When Pieces of Sky landed on my desk the arty brushstroke cover drew me in immediately. Also the endorsement from Vikki Wakefield, whose ‘All I Ever Wanted’ is one of the books that first got me hooked on YA fiction.
Pieces of Sky is written by debut author Trinity Doyle, a former music photographer, graphic designer, and girl band member. From the very first page this story has a distinctly Australian feel to it which I really loved. Too often, in my opinion, YA books lack a strong sense of setting. For me this is a a critical element in making a story totally transportive. The small coastal town where this story is set is perfectly easy to conjure in your mind. The sunny, sleepy streets, surfboards strapped to car roof racks, shell wind chimes making music with the breeze and the zingy smell of salt water in the air.

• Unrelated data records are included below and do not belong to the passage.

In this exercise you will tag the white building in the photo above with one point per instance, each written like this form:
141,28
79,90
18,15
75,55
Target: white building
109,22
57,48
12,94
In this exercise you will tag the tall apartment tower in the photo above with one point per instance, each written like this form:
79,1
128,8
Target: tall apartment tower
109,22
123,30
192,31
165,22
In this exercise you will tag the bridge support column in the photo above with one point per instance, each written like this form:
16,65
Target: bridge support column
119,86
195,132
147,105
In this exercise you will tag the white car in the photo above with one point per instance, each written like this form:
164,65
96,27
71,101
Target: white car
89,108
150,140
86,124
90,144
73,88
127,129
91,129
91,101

Here lives Lucy. Lucy, who eight weeks ago had an ordered teenage life. She was the state backstroke champion, and swimming obsessed. She lived with her parents and her brother, Cam. She had friends, she had goals – she had a life. Then Cam died and her world imploded.
Lucy has stopped swimming. She’s struggling at school, side-stepping everyone at home and questioning the circumstances around Cam’s death. Was it an accident or was it suicide? As she begins to hunts for answers Lucy discovers much more than she expects. About her brother, about her family, and about herself.
This book delves into some weighty themes (depression, grief, as well as teenage sex) but it does so without a heavy hand. There’s a lightness of touch that avoids any teacherly overtones and shows insight that upper adolescent readers will find accessible. As a central character Lucy is someone you want to invest in. You feel her struggles and understand every misstep.
Lucy’s first real love arrives in the form of new boy in town Evan, whose hard-won maturity is a refreshing take on a teen male character. More than just a ‘boy’ Evan is an important part of Lucy’s exploration of the world outside competitive swimming. So too is the renewal of her friendship with ex-best friend Steffi, the wild free spirit Lucy was pretty sure she no longer had anything in common with.
The depiction of Lucy’s broken family, meantime, is raw and real. The intensity of the sadness they face following Cam’s death breaks your heart. But Lucy’s story ultimately isn’t a bleak one. It’s uplifting and by the final page you know Lucy is going to be OK. You know she can hold her head above water again.